June 28, 2013

On the day you’re gone



On the day you’re gone, I didn't cried. Not a tear. Everybody was so in despair. Mom couldn't handle it. Everybody was just stood in front of you. Shook their heads, did not believed that you’re gone, so fast.

On the day you’re gone. It was rained, so hard. I can feel the sad air all over the house, the garden, the street, the sky. All really sad and mourned. 

On the day you’re gone. You look so tall, and skinny. We wrapped you with your favorite batik cloth from your mother. We can smell the camphor all around you. It was making me sad, the smell. It’s a scent of death, and i'm sad.

On the day you’re gone. I build a shield around me. Nobody can touch me, or hug me, or pat me in the back. Not event my boyfriend. I was really really sad that I couldn't handle people watching me or facing me with sad face.

On the day you’re gone. We’re all relieved, that you no longer feel those pains you got in your head, in your chest, in your heart. I wish you could've saying some wiser words to us, because its been a really tough time for all of us, your kids, wife, family.

On the day you’re gone. We drove you to cemetery. The rain stopped. Everybody was there. People from your new office; old office, your clients, your business partners, your former boss, people you’ve been helping before, your enemies, my friends, mom’s friends, people from your in-law’s office, the becak guy who you always assigned to clean our garden, the guy who fixed our tv antenna, the owner of thrift shop whom you always shared your favorite hobby. I could listen them reminiscing their good time with you.

On the day you’re gone. I watched them turn your face and body facing the ground. We said loads of prayers. Wishing you a peaceful rest, that we glad God took you so easy in between your sleep and everybody was there until your last breath.
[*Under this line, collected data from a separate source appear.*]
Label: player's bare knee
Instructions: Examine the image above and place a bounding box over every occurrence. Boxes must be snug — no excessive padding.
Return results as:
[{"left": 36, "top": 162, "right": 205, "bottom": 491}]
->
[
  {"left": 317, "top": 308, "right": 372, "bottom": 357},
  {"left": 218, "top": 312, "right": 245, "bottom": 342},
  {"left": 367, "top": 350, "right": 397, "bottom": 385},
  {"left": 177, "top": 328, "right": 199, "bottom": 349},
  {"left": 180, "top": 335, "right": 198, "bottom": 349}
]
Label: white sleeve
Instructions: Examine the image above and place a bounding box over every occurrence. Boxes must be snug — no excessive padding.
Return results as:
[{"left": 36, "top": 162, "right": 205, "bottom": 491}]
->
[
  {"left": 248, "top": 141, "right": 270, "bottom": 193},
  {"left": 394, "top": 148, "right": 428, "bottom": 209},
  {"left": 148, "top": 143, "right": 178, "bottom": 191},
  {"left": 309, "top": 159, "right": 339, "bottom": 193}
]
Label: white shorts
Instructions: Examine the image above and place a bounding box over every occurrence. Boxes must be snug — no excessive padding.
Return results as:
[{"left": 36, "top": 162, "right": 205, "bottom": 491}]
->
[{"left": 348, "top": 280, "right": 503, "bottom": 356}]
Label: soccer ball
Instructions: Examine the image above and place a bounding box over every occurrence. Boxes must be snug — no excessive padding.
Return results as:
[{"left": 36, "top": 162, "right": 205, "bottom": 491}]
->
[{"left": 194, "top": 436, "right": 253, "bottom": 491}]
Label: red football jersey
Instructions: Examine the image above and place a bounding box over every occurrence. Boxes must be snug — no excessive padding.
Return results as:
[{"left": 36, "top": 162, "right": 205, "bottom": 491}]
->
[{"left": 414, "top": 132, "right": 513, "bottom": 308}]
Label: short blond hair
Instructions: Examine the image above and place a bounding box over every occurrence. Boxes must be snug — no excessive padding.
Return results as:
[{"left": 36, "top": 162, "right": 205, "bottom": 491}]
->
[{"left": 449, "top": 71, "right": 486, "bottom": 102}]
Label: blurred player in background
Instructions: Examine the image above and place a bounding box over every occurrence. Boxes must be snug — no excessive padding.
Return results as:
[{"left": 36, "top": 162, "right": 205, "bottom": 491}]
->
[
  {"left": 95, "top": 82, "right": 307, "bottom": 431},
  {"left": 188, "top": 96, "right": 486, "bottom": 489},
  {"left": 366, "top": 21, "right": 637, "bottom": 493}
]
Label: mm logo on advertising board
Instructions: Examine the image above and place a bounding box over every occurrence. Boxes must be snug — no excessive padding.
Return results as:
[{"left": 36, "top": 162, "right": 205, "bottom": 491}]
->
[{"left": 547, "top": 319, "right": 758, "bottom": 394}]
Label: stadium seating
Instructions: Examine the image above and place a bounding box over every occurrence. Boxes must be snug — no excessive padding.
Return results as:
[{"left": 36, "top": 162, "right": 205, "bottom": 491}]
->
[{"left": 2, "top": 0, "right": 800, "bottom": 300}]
On the day you’re gone. Everybody walked way. I stayed for a couple of minutes. The soil was orangeish wet; it stuck in between my toes. It stucked like it wont let me go from the place i were standing. The minute they put the wooden headstone with your name. It felt like i have the same exact size of wooden signage stabbed into my heart too, and its hurting to bones. and i cried so hard, inside.